Regime mobilisiert Militärs, Arbeiter und Studenten, um gefallene Kämpfer in Venezuela zu verabschieden



Das kubanische Regime organisiert Staatsbegräbnisse für 32 in Venezuela gefallene Militärs und bezeichnet sie als "gefallene Kämpfer". Die Veranstaltungen umfassen Trauerzüge und militärische Zeremonien, wobei eine auffällige staatliche Präsenz zu verzeichnen ist.

Teil der Prozession der Särge mit den verstorbenen Militärs in Venezuela.Foto © Prensa Latina

Nach Jahren des offiziellen Schweigens hat das kubanische Regime begonnen, die Überreste der 32 in Venezuela gefallenen Militärs in Havanna zu empfangen, die nun als „gefallene Kämpfer“ präsentiert werden, in einer Reihe von sorgfältig vom Staat organisierten Hommagen, die an verschiedenen Orten im Land wiederholt werden.
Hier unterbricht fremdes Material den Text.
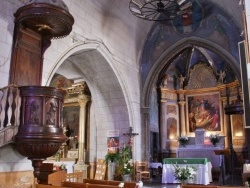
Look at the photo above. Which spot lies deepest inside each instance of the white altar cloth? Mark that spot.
(69, 164)
(155, 165)
(203, 173)
(205, 152)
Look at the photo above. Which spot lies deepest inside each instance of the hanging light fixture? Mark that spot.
(158, 10)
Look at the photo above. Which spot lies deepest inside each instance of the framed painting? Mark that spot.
(203, 111)
(237, 125)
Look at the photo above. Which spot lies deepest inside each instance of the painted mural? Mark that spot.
(209, 24)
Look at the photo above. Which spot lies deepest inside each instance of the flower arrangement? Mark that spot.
(125, 161)
(214, 138)
(127, 167)
(73, 142)
(183, 140)
(184, 173)
(121, 185)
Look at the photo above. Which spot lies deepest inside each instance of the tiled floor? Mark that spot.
(229, 181)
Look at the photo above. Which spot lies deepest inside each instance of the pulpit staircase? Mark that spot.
(10, 102)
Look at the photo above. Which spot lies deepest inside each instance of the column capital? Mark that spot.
(83, 99)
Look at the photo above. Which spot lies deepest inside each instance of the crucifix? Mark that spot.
(130, 134)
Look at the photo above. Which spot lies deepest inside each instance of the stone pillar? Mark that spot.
(163, 129)
(81, 166)
(182, 115)
(146, 135)
(225, 123)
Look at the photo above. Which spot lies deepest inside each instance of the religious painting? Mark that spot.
(237, 125)
(204, 111)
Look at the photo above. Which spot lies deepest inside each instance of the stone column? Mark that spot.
(163, 129)
(81, 166)
(182, 112)
(182, 115)
(225, 124)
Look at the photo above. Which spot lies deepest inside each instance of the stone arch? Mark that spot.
(98, 67)
(165, 59)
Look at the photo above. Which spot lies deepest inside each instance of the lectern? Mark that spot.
(222, 153)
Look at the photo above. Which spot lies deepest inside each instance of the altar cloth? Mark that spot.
(202, 165)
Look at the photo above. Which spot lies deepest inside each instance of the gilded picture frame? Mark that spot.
(204, 111)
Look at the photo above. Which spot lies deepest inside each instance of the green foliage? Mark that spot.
(113, 157)
(125, 161)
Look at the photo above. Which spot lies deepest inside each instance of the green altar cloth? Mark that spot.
(185, 160)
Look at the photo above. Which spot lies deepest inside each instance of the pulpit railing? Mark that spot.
(10, 102)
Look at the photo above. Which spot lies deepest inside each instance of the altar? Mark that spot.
(207, 152)
(69, 163)
(200, 146)
(202, 165)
Die von der offiziellen Presse und staatlichen Institutionen veröffentlichten Szenen zeigen eine Atmosphäre von Feierlichkeit und Kontrolle, deren zentraler Punkt die fünfjährige Trauerkarawane, eskortiert von motorisierten Truppen ist, Särge, die mit der kubanischen Flagge bedeckt sind und die Hauptstraßen der kubanischen Hauptstadt durchfahren, Ehrenwachen und Zeremonien in militärischen Einrichtungen, während der offizielle Bericht von Heldentum, Opferbereitschaft und Verteidigung der Souveränität spricht.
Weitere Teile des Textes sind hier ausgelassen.